Biz o çağlara hayal diyoruz, siz anı deyin. Bir yorgan kaplanırken, bir bavul toplanırken oluşur anılar. Paslı bir çengelli iğne, çizgileri arasına kaçılmış bir zırvalıktır bazen, onları süsleyen.

Ferri benim kaçıp saklandığım yeri çiziyordu, Darkwood’u değil. Ferri benim direncimi ilham ediyordu, işkence direğindekini değil. Ferri benim isyan çığlığımı attırıyordu, Baltalı İlah’ın değil. Ferri benim cılızlığımı desenliyordu, Zagor’un gücünü değil. Ferri bizimle gülüyordu, Çiko’ya değil. Öyle öyle geçiyordum merhalelerden. Sonradan yalınlaştırarak, aradan kimliğine bürünülmüş bir kahramanı çekip çıkararak, çıplak görerek bakmak üzere, o an için süslüyordu. Bir çocuğun kötü şeylere tahammülünü genişletiyor, iyi şeyleri unutmaması için çağrışımlar yüklüyor, büyümesini bekliyordu.

Ferri bunları bilemezdi. Birlikte elimizde çizgi romanlarla bekleştiğimiz arkadaşlarım da. Ama ben o imzayı, “evet, bunları yaşadığına şahidim” dedirtmek için attırdım Ferri’ye. “Aradan bunca yıl geçti, unutmadık” belgesi olsun diye çektirdim fotoğrafı, iki ak saçlı olarak resmedilelim diye. Zaman makinesine bineyim diye bekledim.

Şimdi 81’inde yanılmıyorsam Ferri. Türkiye’ye gecikerek gelen, çocukken okuduğum maceraları çizdiğinde kabaca 30’larının başında olmalı. Bir söyleşisinde, Zagor’u çizerken, önce Robert Taylor’u model aldığını, ama her çizgi kahramanın, kaçınılmaz olarak çizerinin şekline, yüzüne büründüğünü söylüyordu. Ve bunu, çizer yaşlansa da, kahramanın kimliğinde hep genç kaldığı bir “Dorian Gray’in Portresi” kaderine benzetiyordu.

Bu kaderi paylaşıyoruz. Çektirdiğimiz fotoğrafta bir delikanlıyla bir çocuğun görülmesi bundandır.
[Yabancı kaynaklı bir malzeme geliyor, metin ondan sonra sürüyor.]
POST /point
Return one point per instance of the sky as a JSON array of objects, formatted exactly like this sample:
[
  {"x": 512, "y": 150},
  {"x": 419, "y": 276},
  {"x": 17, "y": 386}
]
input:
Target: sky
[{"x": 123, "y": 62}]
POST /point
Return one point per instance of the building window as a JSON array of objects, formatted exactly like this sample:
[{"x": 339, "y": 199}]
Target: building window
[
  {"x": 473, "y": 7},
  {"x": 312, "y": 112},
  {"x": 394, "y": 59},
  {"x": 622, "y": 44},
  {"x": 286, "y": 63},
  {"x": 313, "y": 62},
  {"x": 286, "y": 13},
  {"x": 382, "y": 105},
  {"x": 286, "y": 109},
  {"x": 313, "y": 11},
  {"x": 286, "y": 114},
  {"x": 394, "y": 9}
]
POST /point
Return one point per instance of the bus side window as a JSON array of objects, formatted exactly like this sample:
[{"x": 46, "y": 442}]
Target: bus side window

Galliano Ferri’ye, o çizgileriyle hayallerimi süsleyen adama da gönül borcum yoksa, nedir ki beni bir nesneden, bir “canlı form”dan ayıran? Elimdeki, rafımdaki Zagor’dan çekineceksem, nedir ki beni geleceği tasarlayanların yanında tutan?
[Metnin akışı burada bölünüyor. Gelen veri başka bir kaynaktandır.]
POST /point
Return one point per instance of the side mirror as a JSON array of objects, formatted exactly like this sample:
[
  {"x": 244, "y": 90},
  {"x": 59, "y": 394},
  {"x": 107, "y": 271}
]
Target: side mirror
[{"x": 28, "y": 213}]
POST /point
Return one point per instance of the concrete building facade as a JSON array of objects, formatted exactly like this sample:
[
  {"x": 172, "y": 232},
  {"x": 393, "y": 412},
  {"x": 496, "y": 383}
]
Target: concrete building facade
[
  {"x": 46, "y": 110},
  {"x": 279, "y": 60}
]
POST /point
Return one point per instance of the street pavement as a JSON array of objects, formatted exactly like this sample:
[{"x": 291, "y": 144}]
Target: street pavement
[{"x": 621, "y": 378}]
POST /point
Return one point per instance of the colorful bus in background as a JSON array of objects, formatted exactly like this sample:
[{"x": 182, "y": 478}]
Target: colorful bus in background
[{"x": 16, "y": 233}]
Büyümekten anladığınız çocukluğun silinmesiyse, anılarınıza vefanız yoksa, hayatınıza iliştirdiğiniz bir çengelli iğneden mahrumsanız, en sıradan teorik yazıyı olağandışı bir çizgi romana yeğliyorsanız, hayallerin nesnesinden, hayallerin öznesi olmaya geçemeyeceksiniz, ne yazık.
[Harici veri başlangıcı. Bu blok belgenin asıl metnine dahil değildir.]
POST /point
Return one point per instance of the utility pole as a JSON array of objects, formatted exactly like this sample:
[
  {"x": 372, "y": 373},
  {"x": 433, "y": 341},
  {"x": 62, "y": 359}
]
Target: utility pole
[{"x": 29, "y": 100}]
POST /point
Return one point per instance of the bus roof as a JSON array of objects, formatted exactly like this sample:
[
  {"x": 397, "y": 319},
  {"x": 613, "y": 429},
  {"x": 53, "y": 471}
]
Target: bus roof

Bari, Ferri’nin anti-faşist mücadelenin militanlarından, partizan ağabeyinden girilseydi konuya. Hâlâ Zagor okumaktan utanmakla, Cumhuriyet’in berhava oluşuna kayıtsızlık arasında bir hat da çizilebilirdi. Çizgi romanın içeriğinden, bir ideolojik değerlendirme de çıkarılabilirdi. Çocuklar üzerindeki etkileri, okuma alışkanlığına müdahaleleri...

Aman boşver, bu da böyle apolitik bir hafta sonu yazısıdır, okumasan da olurdu a politik!